I take "the right tool for the job" to be the one with the least number of features greater than what I need. Don't use Word where a text editor will do; don't use a database if you just need a K-V store; don't launch Photoshop if you're just going to crop something; etc. If I were to pick between "something that does [what you need]" and "something that does [what you need, plus a ton of other stuff]", the former would be much preferable—mainly because it gets out of the way and doesn't confuse the UI with all the possibilities I'm not doing. This is half of what companies pay to build CRUD apps for: to limit the ways in which people can interact with a database to only those that are useful for the company, so they can be more productive.
If you create enough spreadsheets to warrant spending $200 on Office, then use Excel. For me Google Docs is good enough and getting better. I just don't use Word/Excel enough to justify the price.
I'm not an MBA number-cruncher type, but all the product managers at my (otherwise Mac-heavy) company insist on running Excel through a VM or a Boot Camp installation because the Mac version of Excel doesn't offer a lot of the functionality that they rely on in the Windows version.
The first time you get a spreadsheet that you can't open from a lawyer or accountant or send a spreadsheet that "doesn't work", it'll be worth it to have used Excel.

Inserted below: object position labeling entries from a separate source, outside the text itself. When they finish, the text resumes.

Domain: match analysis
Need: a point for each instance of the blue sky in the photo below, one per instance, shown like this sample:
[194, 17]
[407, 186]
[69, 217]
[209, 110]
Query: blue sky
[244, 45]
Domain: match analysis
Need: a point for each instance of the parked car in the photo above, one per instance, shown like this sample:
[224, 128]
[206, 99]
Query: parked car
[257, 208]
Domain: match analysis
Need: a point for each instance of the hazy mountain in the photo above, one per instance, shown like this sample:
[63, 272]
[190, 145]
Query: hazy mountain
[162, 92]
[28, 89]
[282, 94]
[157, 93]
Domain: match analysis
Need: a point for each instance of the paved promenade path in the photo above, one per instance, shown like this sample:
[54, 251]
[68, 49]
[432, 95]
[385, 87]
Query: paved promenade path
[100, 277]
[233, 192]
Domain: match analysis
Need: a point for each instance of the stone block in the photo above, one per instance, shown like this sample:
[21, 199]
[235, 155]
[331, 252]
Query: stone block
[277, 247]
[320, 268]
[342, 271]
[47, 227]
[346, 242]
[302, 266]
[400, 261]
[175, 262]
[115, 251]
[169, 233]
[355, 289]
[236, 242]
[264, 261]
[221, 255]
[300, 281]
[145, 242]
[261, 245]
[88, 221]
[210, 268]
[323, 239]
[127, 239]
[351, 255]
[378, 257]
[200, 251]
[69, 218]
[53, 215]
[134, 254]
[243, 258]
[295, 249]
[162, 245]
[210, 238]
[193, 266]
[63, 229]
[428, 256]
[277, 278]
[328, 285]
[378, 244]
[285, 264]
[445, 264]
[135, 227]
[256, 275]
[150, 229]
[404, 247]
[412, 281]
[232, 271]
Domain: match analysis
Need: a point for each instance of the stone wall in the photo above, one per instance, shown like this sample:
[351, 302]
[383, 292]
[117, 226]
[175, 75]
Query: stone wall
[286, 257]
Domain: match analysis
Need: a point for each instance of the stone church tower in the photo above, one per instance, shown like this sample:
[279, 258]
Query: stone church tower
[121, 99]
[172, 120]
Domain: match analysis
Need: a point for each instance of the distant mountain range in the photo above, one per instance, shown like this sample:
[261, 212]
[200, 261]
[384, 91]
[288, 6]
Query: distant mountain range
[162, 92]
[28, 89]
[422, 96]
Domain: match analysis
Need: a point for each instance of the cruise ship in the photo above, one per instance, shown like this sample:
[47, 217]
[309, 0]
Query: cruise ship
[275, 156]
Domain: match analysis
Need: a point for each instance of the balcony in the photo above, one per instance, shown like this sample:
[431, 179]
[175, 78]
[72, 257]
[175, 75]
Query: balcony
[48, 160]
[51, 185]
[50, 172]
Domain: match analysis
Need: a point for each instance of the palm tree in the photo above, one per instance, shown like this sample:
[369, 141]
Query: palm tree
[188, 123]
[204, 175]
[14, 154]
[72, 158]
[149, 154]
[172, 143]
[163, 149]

There's more than enough hassles involved with running a company - doing compatibility work for office software shouldn't be one of them - just use what is the industry standard.
I haven't tried Excel compatibility, but everyone is able to read .doc files, and yet compatibility with Word fails for almost every non-trivial feature (especially layout things). So, I'd be wary of that.
The thing is, it's not just a grid with some cells that does some math. Excel is incredibly powerful and if you integrate it with the full Office Suite + Sharepoint, you can really start to do some amazing things. I'm constantly blown away with the tips and tricks I learn from people at work.
I recognize that most startups aren't going for the full MS package (esp. Sharepoint), but I look at these tools as a suite that grows in power as you need it. With the Ribbon, you get great discoverability of these advanced functions as your needs arise.
There may be some obscure things Excel can do that Calc can't, but I've never had to do anything on a spreadsheet Calc can't do yet. Besides, Calc can use Python macros.